Buckridge: Our New 18,000-Acre Game Land
October 04, 2010
The Buckridge Game Land will be open to the public this deer-hunting season. Here's what hunters can expect from this vast coastal public land.
By Mike Marsh
At 17,994 acres, the Emily Richardson Preyer Buckridge Coastal Reserve was an important addition to the state's Estuarine Reserve system when it was dedicated in 2000.
Now, it is also important to deer hunters because this season it will be open to the general public for hunting under the North Carolina Wildlife Commission's Game Lands Program.
The Buckridge Tract was bought by the North Carolina Division of Coastal Management in phases. The money came from the Clean Water Management Trust Fund, which is appropriated from the General Fund by the state legislature. The purchase was significant from the standpoint that the western bank of the Alligator River from south of Highway 64 to Gum Neck will be protected from human development because all of the land is owned and controlled by the U.S. Fish and Wildlife Service or by the state of North Carolina. Even to the north of Highway 64, the North Carolina Department of Transportation owns a large tract that was purchased for endangered species mitigation purposes. The Wildlife Commission is also interested in obtaining hunting rights on this tract at some point in the future.
Buckridge Game Land was a missing piece of the puzzle, sandwiched between the USFWS Pocosin Lakes National Wildlife Refuge and the Alligator River National Wildlife Refuge. Another section that was recently added to the game lands program was formerly called the Circle D Tract and is now called the Little Alligator Game Land. Deer hunting is allowed on all of these lands.
Buckridge Game Land is part of the East Dismal Swamp, a 320,000-acre wetlands ecosystem that is important habitat for many threatened or endangered species. The main purpose of the Estuarine Reserve System is protecting threatened ecosystems.
Photo by Tim Black
The first several seasons after the Buckridge property was purchased by the Division of Coastal Management, it was leased to a private hunting club that had been using the property for some time.

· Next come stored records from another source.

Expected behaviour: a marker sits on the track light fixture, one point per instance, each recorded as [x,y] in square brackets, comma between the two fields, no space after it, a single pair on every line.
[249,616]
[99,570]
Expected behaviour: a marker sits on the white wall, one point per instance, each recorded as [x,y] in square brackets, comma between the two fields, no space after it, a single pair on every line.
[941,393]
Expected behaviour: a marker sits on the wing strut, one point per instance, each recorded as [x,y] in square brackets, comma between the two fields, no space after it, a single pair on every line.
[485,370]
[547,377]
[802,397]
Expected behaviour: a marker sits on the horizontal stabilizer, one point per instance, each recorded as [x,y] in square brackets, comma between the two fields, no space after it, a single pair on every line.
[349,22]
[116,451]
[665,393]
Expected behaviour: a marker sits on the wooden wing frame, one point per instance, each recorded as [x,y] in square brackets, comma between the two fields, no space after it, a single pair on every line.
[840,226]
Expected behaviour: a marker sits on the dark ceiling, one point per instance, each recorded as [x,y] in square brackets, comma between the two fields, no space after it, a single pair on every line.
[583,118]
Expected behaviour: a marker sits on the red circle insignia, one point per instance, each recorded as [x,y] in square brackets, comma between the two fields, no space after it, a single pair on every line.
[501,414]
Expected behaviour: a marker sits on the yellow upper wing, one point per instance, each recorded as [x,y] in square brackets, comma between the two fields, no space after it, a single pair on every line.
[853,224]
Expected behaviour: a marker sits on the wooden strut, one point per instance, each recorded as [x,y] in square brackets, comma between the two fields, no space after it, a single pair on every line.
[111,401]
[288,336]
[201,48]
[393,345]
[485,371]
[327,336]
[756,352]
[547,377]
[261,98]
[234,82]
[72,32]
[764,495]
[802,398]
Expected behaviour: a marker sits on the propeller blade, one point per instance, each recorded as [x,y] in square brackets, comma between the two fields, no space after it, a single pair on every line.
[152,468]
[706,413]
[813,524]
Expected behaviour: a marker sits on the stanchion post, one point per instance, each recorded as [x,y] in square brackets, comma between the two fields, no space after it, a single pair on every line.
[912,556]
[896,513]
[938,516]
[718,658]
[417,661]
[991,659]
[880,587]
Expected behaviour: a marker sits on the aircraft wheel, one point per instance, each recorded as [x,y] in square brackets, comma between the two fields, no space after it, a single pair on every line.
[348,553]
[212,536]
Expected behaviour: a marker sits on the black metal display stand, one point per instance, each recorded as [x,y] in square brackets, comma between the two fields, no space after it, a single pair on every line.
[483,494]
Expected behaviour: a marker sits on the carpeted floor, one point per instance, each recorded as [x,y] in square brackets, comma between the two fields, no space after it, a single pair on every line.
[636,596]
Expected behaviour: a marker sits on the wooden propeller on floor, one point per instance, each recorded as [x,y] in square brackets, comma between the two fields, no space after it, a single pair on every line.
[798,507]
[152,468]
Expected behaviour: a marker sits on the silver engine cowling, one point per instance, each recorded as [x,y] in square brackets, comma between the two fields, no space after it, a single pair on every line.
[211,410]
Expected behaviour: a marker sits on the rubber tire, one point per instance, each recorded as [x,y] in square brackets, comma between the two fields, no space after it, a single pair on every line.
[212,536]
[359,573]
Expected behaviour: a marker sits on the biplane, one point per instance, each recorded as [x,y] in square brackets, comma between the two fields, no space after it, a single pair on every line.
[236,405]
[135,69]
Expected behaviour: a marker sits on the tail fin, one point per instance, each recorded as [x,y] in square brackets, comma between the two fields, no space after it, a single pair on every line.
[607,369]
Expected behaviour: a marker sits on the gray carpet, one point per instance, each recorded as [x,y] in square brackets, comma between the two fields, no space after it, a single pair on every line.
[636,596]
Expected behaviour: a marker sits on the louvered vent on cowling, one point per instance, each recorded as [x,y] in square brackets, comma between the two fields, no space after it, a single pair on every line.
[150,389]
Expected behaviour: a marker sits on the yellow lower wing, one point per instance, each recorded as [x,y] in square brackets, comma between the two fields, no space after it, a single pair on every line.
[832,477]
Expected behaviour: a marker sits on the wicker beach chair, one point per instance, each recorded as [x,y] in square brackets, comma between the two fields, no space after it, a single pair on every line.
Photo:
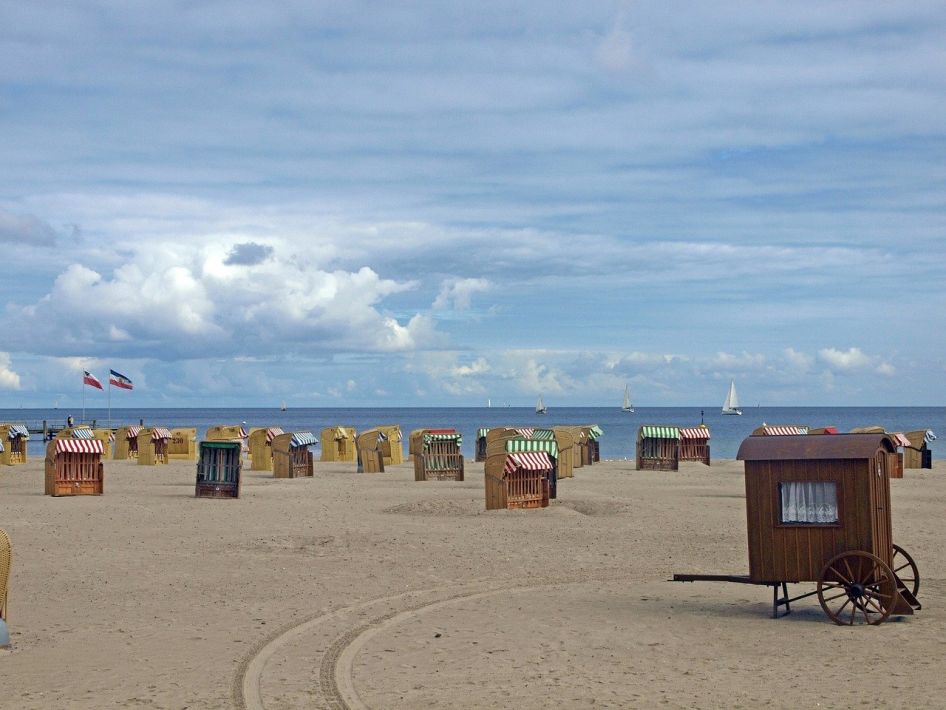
[6,555]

Wib Owen, who oversees game lands acquisition for the Wildlife Commission, said that Buckridge will be leased to the Wildlife Commission this year. The addition of the property in the game lands program will have to go through the public hearing process in July, however.

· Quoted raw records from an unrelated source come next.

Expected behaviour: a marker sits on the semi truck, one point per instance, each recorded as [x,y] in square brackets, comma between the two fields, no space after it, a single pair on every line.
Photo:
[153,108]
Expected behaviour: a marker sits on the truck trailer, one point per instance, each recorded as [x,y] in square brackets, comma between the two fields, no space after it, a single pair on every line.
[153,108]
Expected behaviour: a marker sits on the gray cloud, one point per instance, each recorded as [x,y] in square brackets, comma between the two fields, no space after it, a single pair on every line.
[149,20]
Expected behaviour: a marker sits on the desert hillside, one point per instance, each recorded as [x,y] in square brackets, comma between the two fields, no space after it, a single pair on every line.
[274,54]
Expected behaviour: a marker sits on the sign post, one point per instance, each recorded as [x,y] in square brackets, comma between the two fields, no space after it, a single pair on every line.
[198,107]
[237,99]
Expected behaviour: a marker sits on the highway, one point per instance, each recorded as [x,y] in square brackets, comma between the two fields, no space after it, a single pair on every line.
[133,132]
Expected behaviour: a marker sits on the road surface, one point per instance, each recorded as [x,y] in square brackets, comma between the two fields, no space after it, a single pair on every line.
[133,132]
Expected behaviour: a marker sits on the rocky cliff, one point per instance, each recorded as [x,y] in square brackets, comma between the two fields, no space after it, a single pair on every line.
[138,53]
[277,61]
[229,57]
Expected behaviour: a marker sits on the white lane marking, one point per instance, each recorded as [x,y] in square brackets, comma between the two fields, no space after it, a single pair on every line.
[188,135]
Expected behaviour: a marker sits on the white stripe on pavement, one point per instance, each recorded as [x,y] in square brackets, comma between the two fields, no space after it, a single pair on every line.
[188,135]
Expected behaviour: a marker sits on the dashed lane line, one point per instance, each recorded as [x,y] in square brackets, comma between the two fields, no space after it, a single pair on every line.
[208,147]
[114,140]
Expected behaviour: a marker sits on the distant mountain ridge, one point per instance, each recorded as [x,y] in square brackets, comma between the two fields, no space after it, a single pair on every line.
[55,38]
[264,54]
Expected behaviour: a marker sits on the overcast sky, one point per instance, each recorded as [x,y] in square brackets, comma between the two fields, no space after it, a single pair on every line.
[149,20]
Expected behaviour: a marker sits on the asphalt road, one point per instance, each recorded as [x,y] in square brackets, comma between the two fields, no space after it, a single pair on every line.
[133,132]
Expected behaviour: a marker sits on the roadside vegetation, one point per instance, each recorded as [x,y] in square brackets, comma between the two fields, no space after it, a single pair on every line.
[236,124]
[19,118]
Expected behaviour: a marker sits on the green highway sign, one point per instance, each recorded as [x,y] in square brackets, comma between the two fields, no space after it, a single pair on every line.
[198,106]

"What got it started was the purchase of the property with Clean Water Management Trust Fund money," Owen said. "Since it was bought with public money, we felt it should be open to the public for hunting."
Still, the property will only be open for deer hunting under the commission's three-day-per-week option, including Monday, Wednesday, Saturday and holidays as with other high-use game lands. There will also be one bear season that runs three consecutive days in November and another in December.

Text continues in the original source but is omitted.